Prosecutors had sought life sentences for all four. Prosecutors and the suspects have two weeks to file an appeal.
Presiding Judge Hendrik Steenhuis opened Thursday’s hearing and said ‘the court takes the view that the MH17 was brought down by a Buk missile’ launched from an agricultural field in eastern Ukraine.
The judge said he would go on to rule on other legal issues and the guilt or innocence of the suspects later in the hearing.
Tension was high among families before the hearing.
‘The truth on the table — that is the most important thing,’ said Anton Kotte, who lost his son, daughter-in-law and his 6-year-old grandson when MH17 was shot down. He said the hearing was a ‘D-Day’ for relatives.
Robbert van Heijningen, who lost his brother, sister-in-law and nephew, called the downing ‘an act of barbarism’ that he could never put behind him, regardless of the verdict.
‘I call it a stone in my heart, and stones … don’t disappear,’ he said.
None of the suspects appeared for the trial that began in March 2020 and if they are convicted, it’s unlikely they will serve any sentence anytime soon.
Prosecutors have sought life sentences for all four. Prosecutors and the suspects have two weeks to file an appeal.
The Hague District Court sat at a high-security courtroom at Schiphol Airport.
Foreign Secretary James Cleverly said, after the conclusion of the Flight MH17 trial, in which three individuals were found guilty of murder: ‘Today’s guilty verdicts, convicting three individuals of murder in relation to the downing of MH17, are an important step in securing justice for the families of the victims.
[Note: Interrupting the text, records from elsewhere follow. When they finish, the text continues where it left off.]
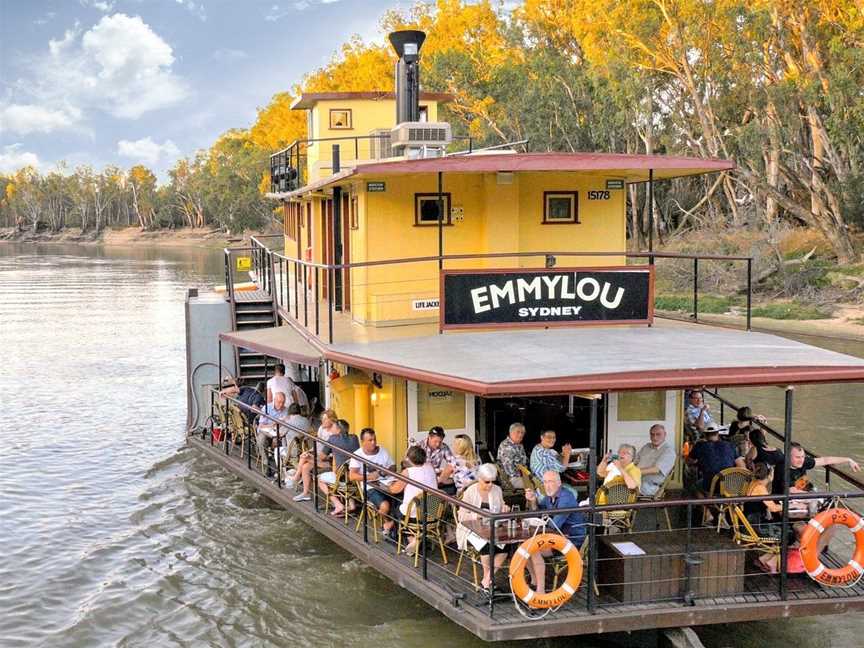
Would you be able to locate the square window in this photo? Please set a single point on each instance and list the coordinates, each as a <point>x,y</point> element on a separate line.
<point>426,209</point>
<point>340,119</point>
<point>560,207</point>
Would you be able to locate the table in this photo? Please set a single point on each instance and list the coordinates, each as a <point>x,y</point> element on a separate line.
<point>502,533</point>
<point>660,572</point>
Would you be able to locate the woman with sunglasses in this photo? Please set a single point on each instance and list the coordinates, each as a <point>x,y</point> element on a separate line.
<point>484,494</point>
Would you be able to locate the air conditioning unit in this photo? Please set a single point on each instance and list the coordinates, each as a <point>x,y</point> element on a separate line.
<point>421,134</point>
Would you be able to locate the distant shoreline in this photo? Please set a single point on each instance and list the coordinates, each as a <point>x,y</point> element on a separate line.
<point>126,236</point>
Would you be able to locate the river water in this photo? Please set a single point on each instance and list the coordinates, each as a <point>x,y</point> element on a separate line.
<point>113,533</point>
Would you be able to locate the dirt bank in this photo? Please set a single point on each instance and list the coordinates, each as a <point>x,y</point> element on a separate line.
<point>128,236</point>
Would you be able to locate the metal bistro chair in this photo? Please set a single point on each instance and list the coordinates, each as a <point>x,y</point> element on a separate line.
<point>617,492</point>
<point>746,535</point>
<point>730,482</point>
<point>368,508</point>
<point>468,552</point>
<point>412,523</point>
<point>658,497</point>
<point>342,489</point>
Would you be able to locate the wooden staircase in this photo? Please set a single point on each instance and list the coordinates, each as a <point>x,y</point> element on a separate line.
<point>253,310</point>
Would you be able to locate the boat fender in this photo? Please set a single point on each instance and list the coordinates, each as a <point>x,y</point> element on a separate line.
<point>838,577</point>
<point>545,542</point>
‘Two hundred and ninety eight lives, including those of 10 British nationals, were tragically lost on July 17 2014.
‘Thousands more have been devastated in the years since, as family and friends continue to grieve for their loved ones.
‘The downing of MH17 was a shocking violation of international norms which keep our societies safe.
‘It serves as a stark reminder of the human cost of Russia’s actions in Ukraine over many years.
‘My thoughts remain with the families of all those killed in this heinous attack, including people from the Netherlands, Malaysia, Australia, Indonesia, Belgium, Germany, the Philippines, New Zealand and Canada.’
Hundreds of family members of people killed had traveled to the court to hear the verdict, bringing them back to the airport their loved ones left on the fateful day MH17 was shot down.
Outside the court, planes could be heard taking off and landing nearby on a cold, gray day.
Dutch prosecutors say the missile launcher came from the 53rd Anti-Aircraft Missile Brigade, a unit of the Russian armed forces based in the Russian city of Kursk and was driven back there after MH17 was shot down.
The suspects aren’t accused of firing the missile but of working together to get it to the field where it was fired.